WIEAND, Judge, concurring:

The majority opinion, ably written by Judge Wekselman, is unquestionably correct in holding that the re-trial granted by the Supreme Court in 1977 is not barred by the double jeopardy clause of the United States Constitution. My purpose in writing this concurring opinion is to suggest that the meritless, if not frivolous, nature of appellant's claim and the delaying effect it has had upon the start of the new trial recommend a reconsideration by the Supreme Court of its decision in Commonwealth v. Bolden, 472 Pa. 602, 373 A.2d 90 (1977).

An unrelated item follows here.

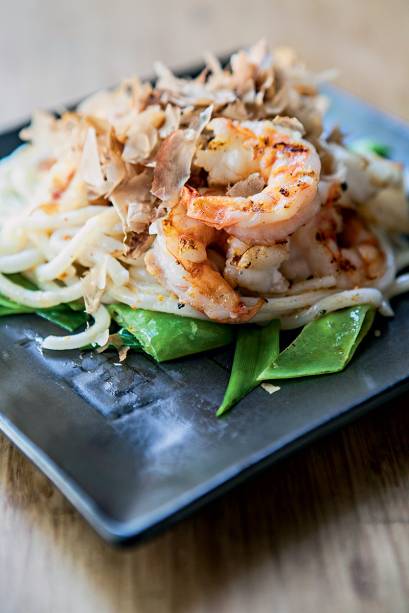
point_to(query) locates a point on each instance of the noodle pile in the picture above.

Appellant's trial occurred in 1972. On direct appeal, the Supreme Court remanded for a hearing under the Post Conviction Hearing Act. Much later, a second appeal to the Supreme Court gained for appellant a new trial on the grounds that trial counsel had been ineffective. Two years

[ 270 Pa. Super. Page 486]

    more have now elapsed, and that new trial has yet to begin. The delay has been caused by a meritless application to dismiss on the grounds that a second trial is barred by principles of double jeopardy. After the trial court had denied appellant's application, he appealed. Bolden conferred upon him the right to appeal from the interlocutory order of the trial court which denied his application. On appeal, he argues that the new trial already ordered by the Supreme Court is improper and cannot be held because it would place him twice in jeopardy for the same offense.

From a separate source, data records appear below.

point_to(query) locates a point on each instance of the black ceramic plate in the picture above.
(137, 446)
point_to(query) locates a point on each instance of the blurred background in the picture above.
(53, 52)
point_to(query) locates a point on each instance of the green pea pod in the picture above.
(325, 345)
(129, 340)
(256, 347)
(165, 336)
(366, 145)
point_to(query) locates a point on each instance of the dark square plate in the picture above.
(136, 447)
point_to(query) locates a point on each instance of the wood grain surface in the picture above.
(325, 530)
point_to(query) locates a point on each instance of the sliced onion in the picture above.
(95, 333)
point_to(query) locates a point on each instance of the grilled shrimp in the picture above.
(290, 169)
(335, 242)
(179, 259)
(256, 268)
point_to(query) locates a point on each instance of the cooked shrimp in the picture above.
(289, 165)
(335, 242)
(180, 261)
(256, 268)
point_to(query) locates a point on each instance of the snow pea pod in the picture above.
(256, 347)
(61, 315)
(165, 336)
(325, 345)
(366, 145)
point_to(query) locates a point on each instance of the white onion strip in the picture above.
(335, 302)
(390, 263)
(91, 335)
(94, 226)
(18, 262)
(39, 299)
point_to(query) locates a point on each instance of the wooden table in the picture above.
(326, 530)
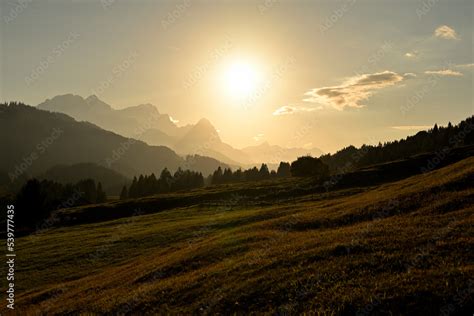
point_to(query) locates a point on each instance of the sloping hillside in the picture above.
(404, 247)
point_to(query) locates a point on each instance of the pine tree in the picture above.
(100, 196)
(124, 193)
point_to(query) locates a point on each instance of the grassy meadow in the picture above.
(404, 247)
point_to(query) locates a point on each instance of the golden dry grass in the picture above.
(404, 247)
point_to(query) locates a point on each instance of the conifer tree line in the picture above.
(37, 199)
(148, 185)
(186, 179)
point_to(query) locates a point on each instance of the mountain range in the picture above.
(146, 123)
(35, 140)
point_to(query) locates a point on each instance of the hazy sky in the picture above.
(312, 73)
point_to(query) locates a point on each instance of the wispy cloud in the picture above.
(258, 137)
(412, 54)
(354, 90)
(471, 65)
(173, 120)
(446, 32)
(444, 72)
(289, 109)
(412, 127)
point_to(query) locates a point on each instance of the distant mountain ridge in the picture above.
(34, 140)
(146, 123)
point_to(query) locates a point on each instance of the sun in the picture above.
(241, 79)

This is not an isolated instance. With increasing frequency the commencement of court awarded new trials is being delayed while orders denying meritless double jeopardy issues are being appealed. This delay is unfortunate and unnecessary. It makes a mockery of the 120 day re-trial requirement of Pa.R.Crim.P. 1100(e). It provides a defendant with an automatic one to two year delay if he or she wishes to postpone the trial. It means that in most instances where a new trial has been granted by a court, an application to dismiss on the grounds of double jeopardy will follow and, if denied, will be appealed.

Delay will be eliminated and frivolous double jeopardy claims will be discouraged if the right to appeal from interlocutory determinations is delayed until a final judgment has been entered. The advantages of such a rule are many. They include a speedier second trial, a greater likelihood of achieving a correct and just result while events are fresh in the minds of witnesses, and the elimination of multiple appeals. These advantages can be achieved without prejudicing a defendant's right to raise and preserve the issue for later appellate review.


*fn* Justice Robert N. C. Nix, Jr. of the Supreme Court of Pennsylvania, and Judge I. Martin Wekselman of the Court of Common Pleas of Allegheny County, Pennsylvania, are sitting by designation.